Q: A co-worker recently sent me a text that was clearly intended for someone else. In the text, “Brian” stated that dealing with me was “awkward” and that he’d had enough of me to last the rest of his life. This was quickly followed by a second text saying the previous one was misdirected, but it did not contain an apology.

I was both hurt and confused, because I had done nothing to offend Brian. Although he has a long history of throwing people under the bus, he has never done that with me. Brian has been friendly since then, but I’m still upset about his hateful comments. What should I do about this?

A: Given Brian’s backstabbing reputation, this stealth attack shouldn’t come as a complete surprise. Trashing people is an attention-getting strategy, and you are just his latest victim. Brian might be malicious, narcissistic or simply immature, but regardless of his motives, this is more about him than about you.

As for your next move, you basically have two choices. If you can simply attribute this incident to Brian’s dysfunctional personality, perhaps you can let it go. But if his nasty comments continue to reverberate in your brain, then you need to do something about it.

“Doing something” does not mean sending texts or emails, however. Although written communication has now become everyone’s default setting, difficult discussions should still take place in person. Instead of launching a verbal counterattack on your spiteful colleague, calmly request that he be more specific.

For example: “Brian, in the text which I mistakenly received, you indicated that working with me was awkward. Since you’ve been saying that to my coworkers, I would like to know what I can do to reduce the awkwardness in our relationship.”

Should Brian offer suggestions, do with those what you will. If he apologetically replies that he was in a bad mood that day, take him at his word and drop the subject. But for your own protection, always remember that Brian is not to be trusted.
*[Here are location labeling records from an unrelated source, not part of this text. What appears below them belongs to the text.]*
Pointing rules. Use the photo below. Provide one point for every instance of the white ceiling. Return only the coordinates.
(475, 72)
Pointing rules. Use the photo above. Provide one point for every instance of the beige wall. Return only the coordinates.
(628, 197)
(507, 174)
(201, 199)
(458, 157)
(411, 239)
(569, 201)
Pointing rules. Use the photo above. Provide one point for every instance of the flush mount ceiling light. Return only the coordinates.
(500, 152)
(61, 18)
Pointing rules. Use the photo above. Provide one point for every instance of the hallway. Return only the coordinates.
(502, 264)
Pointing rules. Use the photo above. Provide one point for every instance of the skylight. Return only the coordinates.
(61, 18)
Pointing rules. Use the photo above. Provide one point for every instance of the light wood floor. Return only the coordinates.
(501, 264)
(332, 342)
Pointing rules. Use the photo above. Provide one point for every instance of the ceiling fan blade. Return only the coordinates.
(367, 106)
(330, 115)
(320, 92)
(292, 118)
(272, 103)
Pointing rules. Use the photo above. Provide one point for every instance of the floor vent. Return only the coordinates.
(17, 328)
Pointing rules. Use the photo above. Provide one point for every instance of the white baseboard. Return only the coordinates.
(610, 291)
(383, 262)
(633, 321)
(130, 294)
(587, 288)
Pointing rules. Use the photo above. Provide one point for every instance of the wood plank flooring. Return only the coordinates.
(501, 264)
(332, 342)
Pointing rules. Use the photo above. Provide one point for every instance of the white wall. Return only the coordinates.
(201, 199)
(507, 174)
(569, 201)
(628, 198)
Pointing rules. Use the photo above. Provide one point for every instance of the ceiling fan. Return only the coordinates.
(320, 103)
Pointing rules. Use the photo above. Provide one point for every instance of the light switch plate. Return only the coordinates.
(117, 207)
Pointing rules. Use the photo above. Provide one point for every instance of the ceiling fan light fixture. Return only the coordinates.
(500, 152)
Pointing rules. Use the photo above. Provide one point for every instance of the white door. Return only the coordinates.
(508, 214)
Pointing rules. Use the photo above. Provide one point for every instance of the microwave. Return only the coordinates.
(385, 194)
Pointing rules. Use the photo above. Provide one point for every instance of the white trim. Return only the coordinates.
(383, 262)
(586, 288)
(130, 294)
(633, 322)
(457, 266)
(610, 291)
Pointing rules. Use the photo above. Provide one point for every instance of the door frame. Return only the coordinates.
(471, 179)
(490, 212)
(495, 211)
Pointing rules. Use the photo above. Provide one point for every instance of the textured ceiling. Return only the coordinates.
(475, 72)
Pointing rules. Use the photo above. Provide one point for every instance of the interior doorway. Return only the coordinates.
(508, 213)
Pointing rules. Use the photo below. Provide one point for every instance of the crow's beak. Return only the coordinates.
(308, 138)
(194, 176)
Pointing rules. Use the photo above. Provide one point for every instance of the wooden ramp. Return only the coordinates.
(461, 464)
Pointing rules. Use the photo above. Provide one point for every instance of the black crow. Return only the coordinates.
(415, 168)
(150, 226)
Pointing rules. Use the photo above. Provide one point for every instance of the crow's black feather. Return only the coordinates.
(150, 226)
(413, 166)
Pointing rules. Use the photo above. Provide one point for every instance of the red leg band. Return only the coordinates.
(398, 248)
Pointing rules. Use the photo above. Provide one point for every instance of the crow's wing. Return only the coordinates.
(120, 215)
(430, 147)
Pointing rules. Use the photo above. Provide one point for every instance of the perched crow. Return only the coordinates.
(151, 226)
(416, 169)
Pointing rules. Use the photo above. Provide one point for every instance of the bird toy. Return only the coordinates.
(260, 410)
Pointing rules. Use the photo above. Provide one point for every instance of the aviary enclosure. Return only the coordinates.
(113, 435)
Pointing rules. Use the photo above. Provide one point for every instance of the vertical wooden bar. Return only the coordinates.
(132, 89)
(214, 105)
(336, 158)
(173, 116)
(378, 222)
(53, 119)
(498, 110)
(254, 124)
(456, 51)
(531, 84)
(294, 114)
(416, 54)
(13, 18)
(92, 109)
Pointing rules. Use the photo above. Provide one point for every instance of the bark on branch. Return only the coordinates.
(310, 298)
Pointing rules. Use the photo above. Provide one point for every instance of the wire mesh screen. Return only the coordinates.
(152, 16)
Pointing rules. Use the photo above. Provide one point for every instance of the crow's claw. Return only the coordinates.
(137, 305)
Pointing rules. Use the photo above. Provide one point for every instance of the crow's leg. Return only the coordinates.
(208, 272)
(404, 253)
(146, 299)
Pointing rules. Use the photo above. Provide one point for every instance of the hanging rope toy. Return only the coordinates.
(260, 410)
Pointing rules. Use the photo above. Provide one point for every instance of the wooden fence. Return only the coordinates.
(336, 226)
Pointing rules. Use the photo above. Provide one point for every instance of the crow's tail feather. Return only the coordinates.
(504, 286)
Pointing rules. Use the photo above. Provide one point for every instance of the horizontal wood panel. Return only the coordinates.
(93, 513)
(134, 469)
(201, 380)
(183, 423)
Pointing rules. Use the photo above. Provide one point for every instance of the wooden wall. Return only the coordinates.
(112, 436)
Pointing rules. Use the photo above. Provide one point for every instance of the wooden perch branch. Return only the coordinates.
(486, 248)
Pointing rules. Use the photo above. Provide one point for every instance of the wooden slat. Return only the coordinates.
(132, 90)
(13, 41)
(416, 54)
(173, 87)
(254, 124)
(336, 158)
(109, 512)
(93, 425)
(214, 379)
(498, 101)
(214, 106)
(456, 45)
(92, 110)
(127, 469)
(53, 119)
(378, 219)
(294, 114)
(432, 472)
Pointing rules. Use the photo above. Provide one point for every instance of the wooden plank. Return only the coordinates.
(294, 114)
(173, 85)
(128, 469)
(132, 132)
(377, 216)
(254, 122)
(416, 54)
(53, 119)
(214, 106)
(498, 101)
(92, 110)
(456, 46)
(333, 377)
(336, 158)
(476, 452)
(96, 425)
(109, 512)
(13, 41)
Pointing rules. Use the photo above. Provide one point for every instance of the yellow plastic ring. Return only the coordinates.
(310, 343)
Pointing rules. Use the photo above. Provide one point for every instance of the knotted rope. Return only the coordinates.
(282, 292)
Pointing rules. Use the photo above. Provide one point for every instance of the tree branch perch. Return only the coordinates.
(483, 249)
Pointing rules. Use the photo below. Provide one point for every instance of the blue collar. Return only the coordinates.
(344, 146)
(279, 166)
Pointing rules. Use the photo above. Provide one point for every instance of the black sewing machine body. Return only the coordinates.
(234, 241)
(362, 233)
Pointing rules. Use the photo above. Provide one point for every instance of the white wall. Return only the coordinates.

Q: The director of our department is driving people away. Ten employees have resigned in the past two months, and two managers left after working here for only a few weeks. They all mentioned the director as their primary reason for leaving, so we would like to tell management about the problems she’s creating. How should we bring this up?

A: Since employees are fleeing your department like rats from a sinking ship, one would expect the higher-ups to take notice. But if they are truly oblivious, perhaps your group can provide a wake-up call. To get management’s attention, keep the focus on business issues, not your director’s challenging personality.

For example: “We’re concerned about the number of people who have left our department recently. This turnover has disrupted our work and is also costly for the company. The main issue seems to be Mary’s leadership style, so we’re hoping that you can help with this problem.”

If management is receptive to your concerns, you can offer more detailed information. But if they seem disengaged or indifferent, then it might be time to refresh your own résumé.